We’re using scented lures which have the right salt + lipid combo to attract mosquitoes. It helps but I still wish Nathan Myrvold had seriously developed that “photonic fence” product.
homeowners have nothing on farms, acres and acres of pesticides and monocultures
Hard to do that when the very thing you're fighting against drastically lowers the cost of the product.
No, this is what regulation and laws are for. Too bad science and the like seem to be on the way out currently. :/
I'm looking into native sedges right now since they provide a lot of ecological benefit and are better-suited to growing in the soil conditions of my yard.
My idea is that there are two types of lawns. There are the lawn you use, and it is fine to be grass. But there is a lot of lawn that is landscaping and that can be native plants.
It’s not too hard to find in the US. You could buy five pounds of seed [0] right now if you wanted to.
0: https://www.johnnyseeds.com/farm-seed/legumes/clovers/new-ze...
https://www.google.com/search?q=Dutch+white+clover+seed+for+...
The other nice thing is they don't need cutting nearly as often. I only had to cut the lawn because the stray random grasses and weeds that grew among the clovers.
A small way to help is to replace some or all of your lawn with native species. A lawn should be a throw rug, not wall to wall carpet that is functionally a desert. If you won't get fined for doing so.
[1] https://www.worldwildlife.org/news/press-releases/catastroph...
[2] https://www.sciencedirect.com/science/article/abs/pii/S00063...

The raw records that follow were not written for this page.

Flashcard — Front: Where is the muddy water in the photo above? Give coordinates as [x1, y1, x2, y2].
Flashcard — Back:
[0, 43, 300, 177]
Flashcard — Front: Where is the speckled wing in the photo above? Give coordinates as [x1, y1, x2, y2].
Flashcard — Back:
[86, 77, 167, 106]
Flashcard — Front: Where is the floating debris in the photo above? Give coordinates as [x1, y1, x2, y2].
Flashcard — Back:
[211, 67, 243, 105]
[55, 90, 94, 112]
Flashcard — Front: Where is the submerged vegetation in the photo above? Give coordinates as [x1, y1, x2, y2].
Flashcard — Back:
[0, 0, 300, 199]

This is the survey of experts but is probably behind a paywall. https://academic.oup.com/bioscience/article/70/2/157/5715071
Startup opportunity, anyone?
The names of these plants ought to be changed.
But we fought the milkweeds cause nobody wanted them in their yard cause before long it's all you had.

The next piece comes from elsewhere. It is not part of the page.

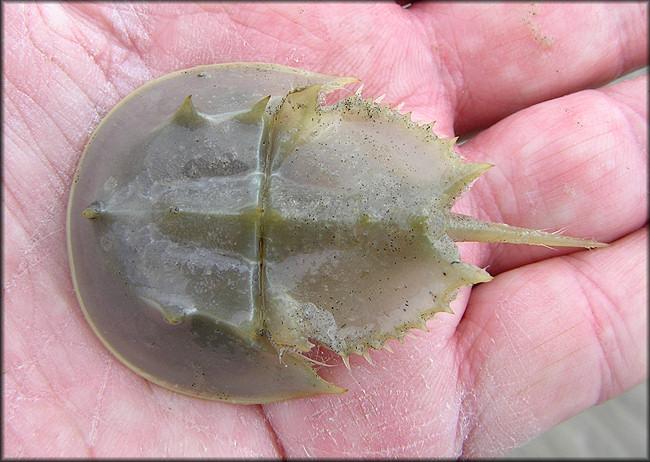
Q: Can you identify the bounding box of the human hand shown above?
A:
[3,3,647,457]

We won the war but we don't have as many monarch butterflies anymore.
Here it had nothing to do with pesticides, we just destroyed their lifecycle.
Milkweed is the only one that can feed the Monarch at all stages of its life, from larva to caterpillar to butterfly. When people plant butterfly bushes, it “tricks” the butterfly (or at least crowds out better options) into laying eggs where the larvae will ultimately die of starvation.
I get the sentiment but tend to I disagree. Maybe some very specific species might benefit somewhat, but in general the principle makes little sense. Whatever native fauna there is in your area spent thousands of years in relationships with other native flora and fauna. So not just plants, also the soil life, the combination of plants, the terrain variation and so on. Hence replicating that as close as possible should be what works best. Which a far as nectar/pollen goes means not a single species but a combination providing it throughout the seasons. Whereas 'long blooming and nectar rich' completely ignores specialist insects which only get nectar and pollen from one particular species or group of species, insects laying eggs on specific species only, and so on. Butterfly bush is considered a McDonalds for insects, and that's actually a pretty good metaphor. Red valerian is in the same ballpark.